Ian Clark's On Baseball: He's a tall order for any lineup
IF YOU want to get a look at the next big thing — literally and figuratively — in the way of Boston Red Sox pitching prospects then Tuesday night is the night.
Rated the No. 5 Red Sox prospect at the start of the season, 6-foot-6 left-hander Henry Owens will start for Portland Tuesday at 6:35 against the New Hampshire Fisher Cats at Northeast Delta Dental Stadium. One of the Fisher Cats top pitchers, Marcus Stroman (8-4), will toe the rubber against Owens.
"We know what we have here. We have a very interesting left-handed pitching prospect with game makeup, composure, poise and (good) stuff," said Portland manager Kevin Boles. "He has plenty of room to fill out.

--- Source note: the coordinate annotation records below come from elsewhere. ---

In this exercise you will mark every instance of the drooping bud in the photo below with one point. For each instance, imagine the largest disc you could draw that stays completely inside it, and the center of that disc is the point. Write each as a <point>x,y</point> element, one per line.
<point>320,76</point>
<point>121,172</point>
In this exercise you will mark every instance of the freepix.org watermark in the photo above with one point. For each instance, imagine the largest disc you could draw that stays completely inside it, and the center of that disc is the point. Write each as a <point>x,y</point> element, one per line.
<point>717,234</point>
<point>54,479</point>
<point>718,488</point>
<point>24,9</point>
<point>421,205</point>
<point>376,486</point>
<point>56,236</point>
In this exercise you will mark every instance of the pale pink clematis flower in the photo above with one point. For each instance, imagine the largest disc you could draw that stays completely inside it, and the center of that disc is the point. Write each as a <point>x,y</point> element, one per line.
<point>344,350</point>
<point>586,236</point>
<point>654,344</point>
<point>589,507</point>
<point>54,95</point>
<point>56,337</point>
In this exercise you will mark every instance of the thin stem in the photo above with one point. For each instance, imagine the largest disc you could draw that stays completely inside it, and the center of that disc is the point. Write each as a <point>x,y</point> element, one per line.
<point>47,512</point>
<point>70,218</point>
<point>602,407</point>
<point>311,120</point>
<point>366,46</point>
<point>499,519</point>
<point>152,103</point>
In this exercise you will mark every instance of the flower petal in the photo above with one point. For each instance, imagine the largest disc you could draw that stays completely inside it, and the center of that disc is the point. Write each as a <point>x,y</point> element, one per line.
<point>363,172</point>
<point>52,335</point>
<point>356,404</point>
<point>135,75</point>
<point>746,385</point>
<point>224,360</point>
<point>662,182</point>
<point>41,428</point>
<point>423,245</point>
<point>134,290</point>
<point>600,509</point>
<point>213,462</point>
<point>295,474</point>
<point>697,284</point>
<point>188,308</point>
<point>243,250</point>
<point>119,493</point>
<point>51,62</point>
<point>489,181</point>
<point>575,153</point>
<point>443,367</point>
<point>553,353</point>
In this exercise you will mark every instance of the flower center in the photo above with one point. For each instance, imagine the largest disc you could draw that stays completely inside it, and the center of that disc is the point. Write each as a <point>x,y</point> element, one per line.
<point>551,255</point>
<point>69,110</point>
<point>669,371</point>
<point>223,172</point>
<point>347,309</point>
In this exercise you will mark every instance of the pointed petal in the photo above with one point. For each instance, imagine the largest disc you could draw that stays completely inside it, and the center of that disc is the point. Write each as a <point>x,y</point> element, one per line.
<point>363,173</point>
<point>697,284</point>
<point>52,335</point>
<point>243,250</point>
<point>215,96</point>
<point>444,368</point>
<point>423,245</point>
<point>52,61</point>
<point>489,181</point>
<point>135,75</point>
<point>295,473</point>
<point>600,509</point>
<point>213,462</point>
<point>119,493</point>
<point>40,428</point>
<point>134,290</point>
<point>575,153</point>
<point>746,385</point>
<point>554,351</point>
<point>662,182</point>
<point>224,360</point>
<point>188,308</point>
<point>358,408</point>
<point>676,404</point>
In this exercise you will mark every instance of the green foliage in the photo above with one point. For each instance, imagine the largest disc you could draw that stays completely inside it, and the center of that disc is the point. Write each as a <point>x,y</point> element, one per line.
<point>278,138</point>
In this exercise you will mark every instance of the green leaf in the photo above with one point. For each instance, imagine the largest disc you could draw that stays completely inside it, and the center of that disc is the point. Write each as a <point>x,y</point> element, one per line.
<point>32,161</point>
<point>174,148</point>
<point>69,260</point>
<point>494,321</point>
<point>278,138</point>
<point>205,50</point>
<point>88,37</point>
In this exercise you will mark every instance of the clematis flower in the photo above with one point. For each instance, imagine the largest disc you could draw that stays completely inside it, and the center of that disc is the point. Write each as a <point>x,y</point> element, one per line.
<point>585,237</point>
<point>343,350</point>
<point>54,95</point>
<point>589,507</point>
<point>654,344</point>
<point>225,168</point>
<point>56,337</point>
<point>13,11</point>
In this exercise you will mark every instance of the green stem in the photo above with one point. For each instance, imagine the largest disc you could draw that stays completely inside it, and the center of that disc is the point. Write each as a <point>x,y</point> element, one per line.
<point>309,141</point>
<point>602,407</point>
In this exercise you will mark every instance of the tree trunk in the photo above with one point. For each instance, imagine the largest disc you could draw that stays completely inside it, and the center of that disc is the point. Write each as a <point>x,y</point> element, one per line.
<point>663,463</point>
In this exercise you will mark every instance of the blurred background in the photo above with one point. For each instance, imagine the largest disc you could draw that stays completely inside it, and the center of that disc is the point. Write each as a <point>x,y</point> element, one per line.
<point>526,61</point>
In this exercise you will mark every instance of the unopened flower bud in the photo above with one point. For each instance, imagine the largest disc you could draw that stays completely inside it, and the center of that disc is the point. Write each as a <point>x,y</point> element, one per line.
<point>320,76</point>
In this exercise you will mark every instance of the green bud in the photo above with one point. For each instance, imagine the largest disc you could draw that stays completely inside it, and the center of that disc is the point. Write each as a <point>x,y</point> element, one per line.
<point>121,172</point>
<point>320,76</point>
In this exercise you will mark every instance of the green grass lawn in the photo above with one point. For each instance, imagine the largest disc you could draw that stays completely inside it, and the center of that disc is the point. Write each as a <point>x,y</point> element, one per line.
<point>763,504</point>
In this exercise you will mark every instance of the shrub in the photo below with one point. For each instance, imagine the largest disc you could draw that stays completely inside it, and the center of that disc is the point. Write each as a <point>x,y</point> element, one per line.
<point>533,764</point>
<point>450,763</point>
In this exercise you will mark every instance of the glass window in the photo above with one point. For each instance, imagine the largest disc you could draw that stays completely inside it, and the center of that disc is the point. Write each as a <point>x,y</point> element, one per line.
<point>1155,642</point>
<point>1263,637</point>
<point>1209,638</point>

There's plenty of upside with him."
Owens was the 36th overall pick out of Edison High School in Huntington Beach, Calif., in the 2011 First-Year player draft. He started in the South Atlantic League with single-A Greenville in 2012, going 12-5 with a 4.87 ERA and an eye-opening 130 strikeouts in 101 2/3 innings.
Owens, who declined an interview request so that he could focus on tonight's start, began this season with single-A Salem (going 8-5 with a 2.92 ERA and 123 strikeouts in 102 2/3 innings) and was called up to Portland on Aug. 1. With the Sea Dogs in four starts, Owens is 2-0 with 1.50 ERA through 18 innings with 30 strikeouts.
"He's got a three-pitch mix, he's got leverage with the fastball when it works down in the zone. He plays off the breaking ball. He's got a sharp-looking breaking ball. The arm speed on the changeup is pretty impressive," Boles said. "Again, it's a three-pitch mix and the variance on velocities on those three pitches has been very impressive. He maintains his stuff from the stretch and has a calm presence. He has a lot of poise for a young pitcher."
Owens put together an impressive stretch with Salem earlier this season, throwing 19 consecutive no-hit innings. One of the outings was an actual no-hitter, albeit combined with two other pitchers. But that's life in the minor leagues. A no-hitter doesn't guarantee you'll stay in the game when you're a young pitcher.
Those 19 innings of dominance were a glimpse into what Boston hopes Owens will develop into at the major league level. His rookie season in Greenville was regarded as underwhelming considering his potential, though those strikeout numbers were a major silver lining.
Owens seems to have taken the next step from an inconsistent and perhaps unfocused youngster into a pitcher with some drive at age 21. Owens struggled in his last start, but Boles is expecting a smooth bounce-back tonight.
"We're looking for better command. He had a rough outing the last time out but he'll learn from that and make those adjustments," Boles said. "He doesn't wear his emotion on his sleeves. You've got to give him credit for that because this league can get fast sometimes. It can get quick in a hurry with some of the offenses in this league."
Owens remains a work in progress, but many of his stats show the promise that has Boston so excited to monitor his development. In addition to the ridiculous strikeout numbers, Owens has also dominated right-handed batters (who are hitting just .140 against him) and all batters are hitting just .053 with runners in scoring position against Owens.
And the "can't miss" label doesn't appear to bother him, either.
"He blocks out all the noise. He does a real good job with that. His teammates love him and being around him. He's focused and he comes in with a plan every day," Boles said. "He's driven. He wants to become a major league pitcher and become a quality one."